L’ex-contremaître qui marchait à grands pas dans son cabinet s’arrêta brusquement.

« Un complice… murmura-t-il. Mais ce sera me mettre sous la domination de cet homme, comme je suis déjà à la merci du misérable Ovide Soliveau… Ovide Soliveau… Pourquoi ne m’adresserais-je pas à lui ? Son intérêt est de me servir, et la perspective de gagner de l’argent le rendra capable de tout. Décidément, Ovide est l’instrument qu’il me faut.
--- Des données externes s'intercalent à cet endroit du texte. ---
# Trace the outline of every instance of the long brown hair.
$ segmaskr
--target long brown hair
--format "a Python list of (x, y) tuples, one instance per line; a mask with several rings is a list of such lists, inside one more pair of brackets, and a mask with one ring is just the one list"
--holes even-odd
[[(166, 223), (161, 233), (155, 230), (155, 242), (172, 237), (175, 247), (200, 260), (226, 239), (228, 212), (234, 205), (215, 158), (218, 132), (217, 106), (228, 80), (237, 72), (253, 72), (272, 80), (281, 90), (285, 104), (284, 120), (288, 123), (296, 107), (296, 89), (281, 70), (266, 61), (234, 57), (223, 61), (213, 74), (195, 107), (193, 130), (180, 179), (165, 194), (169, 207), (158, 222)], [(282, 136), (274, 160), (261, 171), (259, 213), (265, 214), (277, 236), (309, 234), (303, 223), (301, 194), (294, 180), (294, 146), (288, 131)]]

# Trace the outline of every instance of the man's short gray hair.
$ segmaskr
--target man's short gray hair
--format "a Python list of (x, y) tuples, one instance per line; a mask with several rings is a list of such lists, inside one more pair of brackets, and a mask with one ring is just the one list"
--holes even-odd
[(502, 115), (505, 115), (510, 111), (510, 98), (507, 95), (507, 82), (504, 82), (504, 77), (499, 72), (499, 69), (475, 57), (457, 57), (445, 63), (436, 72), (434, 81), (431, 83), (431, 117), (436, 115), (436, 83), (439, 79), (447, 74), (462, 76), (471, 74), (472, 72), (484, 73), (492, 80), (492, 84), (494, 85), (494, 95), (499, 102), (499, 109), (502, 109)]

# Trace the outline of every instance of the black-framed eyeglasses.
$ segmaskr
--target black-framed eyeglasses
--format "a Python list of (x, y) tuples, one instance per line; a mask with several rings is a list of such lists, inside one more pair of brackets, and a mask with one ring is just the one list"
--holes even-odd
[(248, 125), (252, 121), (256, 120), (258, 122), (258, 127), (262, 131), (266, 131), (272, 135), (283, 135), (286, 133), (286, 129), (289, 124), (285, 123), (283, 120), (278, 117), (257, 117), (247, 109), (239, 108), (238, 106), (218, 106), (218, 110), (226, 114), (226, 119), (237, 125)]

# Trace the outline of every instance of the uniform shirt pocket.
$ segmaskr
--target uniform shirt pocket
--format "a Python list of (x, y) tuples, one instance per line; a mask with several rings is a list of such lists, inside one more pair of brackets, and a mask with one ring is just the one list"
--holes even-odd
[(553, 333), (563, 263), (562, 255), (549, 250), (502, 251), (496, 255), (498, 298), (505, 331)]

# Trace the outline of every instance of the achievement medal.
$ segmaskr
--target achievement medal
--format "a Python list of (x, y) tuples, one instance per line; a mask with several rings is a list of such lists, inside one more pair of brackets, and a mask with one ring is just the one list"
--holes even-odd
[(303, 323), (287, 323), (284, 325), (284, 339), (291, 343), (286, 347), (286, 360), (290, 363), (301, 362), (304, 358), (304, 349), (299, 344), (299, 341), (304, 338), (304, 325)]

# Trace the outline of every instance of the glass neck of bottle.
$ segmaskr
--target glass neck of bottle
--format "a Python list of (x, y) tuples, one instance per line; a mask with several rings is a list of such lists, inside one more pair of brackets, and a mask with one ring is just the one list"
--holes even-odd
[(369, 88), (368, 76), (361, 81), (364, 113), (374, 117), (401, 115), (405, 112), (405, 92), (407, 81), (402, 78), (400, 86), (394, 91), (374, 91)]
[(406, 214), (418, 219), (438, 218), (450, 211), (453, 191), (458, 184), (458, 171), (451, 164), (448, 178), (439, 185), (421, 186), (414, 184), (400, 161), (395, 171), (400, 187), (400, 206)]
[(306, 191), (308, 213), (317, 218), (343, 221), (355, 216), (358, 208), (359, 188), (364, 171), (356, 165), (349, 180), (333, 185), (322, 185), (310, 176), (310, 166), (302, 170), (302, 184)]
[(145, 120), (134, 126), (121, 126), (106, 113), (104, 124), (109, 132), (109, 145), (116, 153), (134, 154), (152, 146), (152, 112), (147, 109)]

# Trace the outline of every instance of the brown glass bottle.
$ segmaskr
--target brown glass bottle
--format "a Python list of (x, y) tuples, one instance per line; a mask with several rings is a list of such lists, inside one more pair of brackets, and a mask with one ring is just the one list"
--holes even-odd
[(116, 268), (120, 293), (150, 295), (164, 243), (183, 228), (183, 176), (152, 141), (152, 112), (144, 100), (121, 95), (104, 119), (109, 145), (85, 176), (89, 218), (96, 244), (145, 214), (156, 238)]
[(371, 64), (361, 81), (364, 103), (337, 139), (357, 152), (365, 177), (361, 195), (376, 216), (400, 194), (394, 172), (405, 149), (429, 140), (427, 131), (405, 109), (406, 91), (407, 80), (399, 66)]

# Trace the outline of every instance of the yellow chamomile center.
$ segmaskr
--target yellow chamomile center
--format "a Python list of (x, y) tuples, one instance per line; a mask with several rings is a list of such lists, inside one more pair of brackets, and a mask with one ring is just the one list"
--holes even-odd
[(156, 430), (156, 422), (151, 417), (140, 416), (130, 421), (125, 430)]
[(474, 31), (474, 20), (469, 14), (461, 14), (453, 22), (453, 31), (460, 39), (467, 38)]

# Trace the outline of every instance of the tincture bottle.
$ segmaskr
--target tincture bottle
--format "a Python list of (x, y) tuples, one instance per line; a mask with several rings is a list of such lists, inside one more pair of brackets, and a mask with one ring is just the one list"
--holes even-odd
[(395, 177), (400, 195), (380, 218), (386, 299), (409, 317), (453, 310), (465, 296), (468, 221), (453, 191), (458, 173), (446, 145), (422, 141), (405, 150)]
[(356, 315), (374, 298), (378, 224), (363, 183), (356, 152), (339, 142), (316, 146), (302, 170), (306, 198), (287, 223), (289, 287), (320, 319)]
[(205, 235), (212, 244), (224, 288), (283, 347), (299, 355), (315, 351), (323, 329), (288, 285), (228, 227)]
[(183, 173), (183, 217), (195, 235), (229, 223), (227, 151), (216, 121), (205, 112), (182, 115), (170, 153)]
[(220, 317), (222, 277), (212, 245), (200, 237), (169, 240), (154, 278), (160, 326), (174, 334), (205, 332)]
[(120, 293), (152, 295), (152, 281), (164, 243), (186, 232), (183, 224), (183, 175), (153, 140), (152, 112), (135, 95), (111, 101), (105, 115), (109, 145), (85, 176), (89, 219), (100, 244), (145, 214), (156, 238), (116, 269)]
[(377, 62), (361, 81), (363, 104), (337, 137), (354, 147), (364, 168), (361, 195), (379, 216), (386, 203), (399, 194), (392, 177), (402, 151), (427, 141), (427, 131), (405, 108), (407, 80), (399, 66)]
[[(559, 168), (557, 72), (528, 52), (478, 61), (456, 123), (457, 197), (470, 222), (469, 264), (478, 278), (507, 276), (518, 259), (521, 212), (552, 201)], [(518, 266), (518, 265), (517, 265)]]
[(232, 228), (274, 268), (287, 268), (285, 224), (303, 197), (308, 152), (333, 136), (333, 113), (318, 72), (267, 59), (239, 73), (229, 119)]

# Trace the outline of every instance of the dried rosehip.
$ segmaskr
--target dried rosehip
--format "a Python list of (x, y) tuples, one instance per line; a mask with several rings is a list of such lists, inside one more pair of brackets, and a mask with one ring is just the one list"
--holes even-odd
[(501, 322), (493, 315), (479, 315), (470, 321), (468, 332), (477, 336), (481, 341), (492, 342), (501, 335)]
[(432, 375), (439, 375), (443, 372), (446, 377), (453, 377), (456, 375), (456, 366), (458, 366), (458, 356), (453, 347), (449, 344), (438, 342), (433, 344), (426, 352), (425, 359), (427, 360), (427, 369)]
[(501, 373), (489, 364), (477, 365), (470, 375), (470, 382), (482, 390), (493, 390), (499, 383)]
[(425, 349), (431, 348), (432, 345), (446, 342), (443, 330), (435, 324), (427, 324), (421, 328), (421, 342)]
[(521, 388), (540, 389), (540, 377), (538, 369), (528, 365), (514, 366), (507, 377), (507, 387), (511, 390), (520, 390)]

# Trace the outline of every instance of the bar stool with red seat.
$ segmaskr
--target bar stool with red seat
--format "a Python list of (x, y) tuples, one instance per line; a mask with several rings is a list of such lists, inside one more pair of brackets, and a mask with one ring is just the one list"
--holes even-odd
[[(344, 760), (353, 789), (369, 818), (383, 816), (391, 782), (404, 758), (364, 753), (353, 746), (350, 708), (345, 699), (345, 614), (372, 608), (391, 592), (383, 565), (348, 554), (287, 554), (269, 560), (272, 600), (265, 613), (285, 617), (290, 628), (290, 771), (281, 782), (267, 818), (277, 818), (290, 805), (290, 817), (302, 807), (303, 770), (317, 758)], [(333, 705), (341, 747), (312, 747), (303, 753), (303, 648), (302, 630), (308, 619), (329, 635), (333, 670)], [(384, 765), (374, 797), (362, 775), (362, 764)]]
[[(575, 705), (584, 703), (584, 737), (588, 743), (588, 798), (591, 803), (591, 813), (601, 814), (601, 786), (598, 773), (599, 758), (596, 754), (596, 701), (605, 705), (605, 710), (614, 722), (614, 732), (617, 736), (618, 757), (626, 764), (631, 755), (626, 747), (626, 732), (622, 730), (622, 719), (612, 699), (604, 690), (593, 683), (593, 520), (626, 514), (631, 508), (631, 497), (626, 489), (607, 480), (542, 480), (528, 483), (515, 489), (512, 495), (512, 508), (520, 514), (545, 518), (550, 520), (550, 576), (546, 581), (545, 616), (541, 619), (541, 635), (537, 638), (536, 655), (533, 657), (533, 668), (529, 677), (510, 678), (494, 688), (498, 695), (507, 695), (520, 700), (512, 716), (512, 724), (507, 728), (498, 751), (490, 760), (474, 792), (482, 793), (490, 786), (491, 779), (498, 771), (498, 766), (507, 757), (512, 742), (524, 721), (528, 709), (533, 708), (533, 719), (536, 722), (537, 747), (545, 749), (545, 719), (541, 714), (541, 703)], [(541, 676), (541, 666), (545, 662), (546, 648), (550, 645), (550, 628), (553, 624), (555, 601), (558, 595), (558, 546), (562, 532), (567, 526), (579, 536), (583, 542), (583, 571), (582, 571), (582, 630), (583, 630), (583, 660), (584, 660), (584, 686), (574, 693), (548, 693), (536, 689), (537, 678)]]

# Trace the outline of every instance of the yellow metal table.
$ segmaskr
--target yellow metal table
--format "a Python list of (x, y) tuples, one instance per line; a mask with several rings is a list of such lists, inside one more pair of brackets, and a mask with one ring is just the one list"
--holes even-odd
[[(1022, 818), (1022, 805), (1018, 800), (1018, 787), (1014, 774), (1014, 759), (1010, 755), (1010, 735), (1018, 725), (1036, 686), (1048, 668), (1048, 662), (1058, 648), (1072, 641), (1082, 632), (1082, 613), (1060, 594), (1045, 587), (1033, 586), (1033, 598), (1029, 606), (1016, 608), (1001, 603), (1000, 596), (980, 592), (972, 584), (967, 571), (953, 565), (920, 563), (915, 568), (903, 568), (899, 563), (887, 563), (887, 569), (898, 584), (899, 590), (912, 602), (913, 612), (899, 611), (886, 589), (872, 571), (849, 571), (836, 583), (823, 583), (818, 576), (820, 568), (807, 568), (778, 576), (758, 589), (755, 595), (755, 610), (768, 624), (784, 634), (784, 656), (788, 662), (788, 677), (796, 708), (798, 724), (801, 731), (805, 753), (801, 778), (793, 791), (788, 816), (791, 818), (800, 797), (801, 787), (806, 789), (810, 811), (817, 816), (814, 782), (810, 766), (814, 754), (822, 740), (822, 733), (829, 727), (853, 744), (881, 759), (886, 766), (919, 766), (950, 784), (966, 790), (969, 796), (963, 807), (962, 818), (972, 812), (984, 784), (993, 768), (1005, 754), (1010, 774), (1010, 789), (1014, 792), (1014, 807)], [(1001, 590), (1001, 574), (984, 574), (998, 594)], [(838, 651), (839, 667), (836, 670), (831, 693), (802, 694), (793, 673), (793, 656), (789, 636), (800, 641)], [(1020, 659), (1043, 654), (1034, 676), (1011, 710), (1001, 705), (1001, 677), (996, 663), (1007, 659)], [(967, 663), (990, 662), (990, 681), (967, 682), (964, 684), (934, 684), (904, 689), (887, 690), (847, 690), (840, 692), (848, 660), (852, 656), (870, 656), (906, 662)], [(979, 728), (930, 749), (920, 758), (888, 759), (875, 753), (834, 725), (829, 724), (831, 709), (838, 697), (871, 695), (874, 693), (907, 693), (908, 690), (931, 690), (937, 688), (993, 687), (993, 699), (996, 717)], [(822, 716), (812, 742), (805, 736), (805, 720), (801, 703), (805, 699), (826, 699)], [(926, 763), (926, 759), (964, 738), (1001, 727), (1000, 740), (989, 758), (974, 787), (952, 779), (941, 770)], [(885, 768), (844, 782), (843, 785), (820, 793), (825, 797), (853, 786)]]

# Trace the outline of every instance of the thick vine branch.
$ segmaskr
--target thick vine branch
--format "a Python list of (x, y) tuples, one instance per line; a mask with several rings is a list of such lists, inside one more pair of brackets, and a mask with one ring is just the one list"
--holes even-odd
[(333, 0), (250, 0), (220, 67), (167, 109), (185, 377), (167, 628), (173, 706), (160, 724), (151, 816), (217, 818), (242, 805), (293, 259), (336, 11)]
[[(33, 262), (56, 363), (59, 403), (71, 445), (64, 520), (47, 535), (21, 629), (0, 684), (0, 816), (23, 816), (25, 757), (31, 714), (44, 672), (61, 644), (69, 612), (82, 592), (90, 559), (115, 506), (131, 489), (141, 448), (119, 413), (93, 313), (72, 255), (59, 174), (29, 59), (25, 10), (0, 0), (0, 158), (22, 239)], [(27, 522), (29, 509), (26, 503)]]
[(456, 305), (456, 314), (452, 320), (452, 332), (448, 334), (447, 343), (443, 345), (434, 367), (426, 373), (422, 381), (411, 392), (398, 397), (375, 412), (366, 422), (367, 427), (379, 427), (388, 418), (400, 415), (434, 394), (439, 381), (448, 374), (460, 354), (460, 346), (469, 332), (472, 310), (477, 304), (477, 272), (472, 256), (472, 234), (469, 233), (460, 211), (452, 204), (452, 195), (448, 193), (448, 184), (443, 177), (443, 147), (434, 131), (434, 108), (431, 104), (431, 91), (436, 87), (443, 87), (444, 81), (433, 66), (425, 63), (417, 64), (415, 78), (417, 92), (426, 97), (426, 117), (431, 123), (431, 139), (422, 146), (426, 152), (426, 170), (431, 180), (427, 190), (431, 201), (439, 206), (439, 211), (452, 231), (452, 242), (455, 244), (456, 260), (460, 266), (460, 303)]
Je le verrai ce soir. »

Vers quatre heures de l’après-midi, Lucien Labroue vint avertir M. Harmant que la mise en caisse des grandes pièces à destination de Bellegarde était terminée et qu’on s’occupait du chargement sur les camions.

« Bien… » répondit l’industriel qui ajouta, en prenant divers papiers sur son bureau :

« Voici les plans des travaux que vous aurez à diriger à Bellegarde, et voici les projets de ceux à exécuter. Voici en outre deux bons à toucher à la caisse ; l’un est de cinq mille francs et représente votre indemnité de déplacement. L’autre est de quinze cents : il vous servira à défrayer de toutes choses les ouvriers qui les accompagnent. Bon voyage et écrivez-moi tous les jours. »

Lucien Labroue serra la main que lui tendait son patron et se retira. L’industriel monta dans sa voiture.

« Aux Batignolles… avenue de Clichy. Vous ferez halte à l’entrée de l’avenue… »

À l’endroit désigné, Jacques Garaud descendit, commanda de l’attendre, et suivit à pied l’avenue jusqu’au numéro indiqué par Ovide. Là, il se trouva en face d’un mur que trouait une porte. Derrière ce mur, on apercevait le toit d’un pavillon entouré d’arbres. Il agita vigoureusement la sonnette. Quelques secondes s’écoulèrent. Ovide Soliveau parut, rasé de frais, le chapeau sur la tête, vêtu avec soin, bien chaussé, bien ganté. Évidemment il se préparait à sortir. Il poussa une exclamation.

« Toi, cousin ! dit-il ensuite. Voilà de la chance ! Cinq minutes plus tard tu ne me trouvais pas.

– Est-ce une affaire importante qui t’appelle au-dehors ?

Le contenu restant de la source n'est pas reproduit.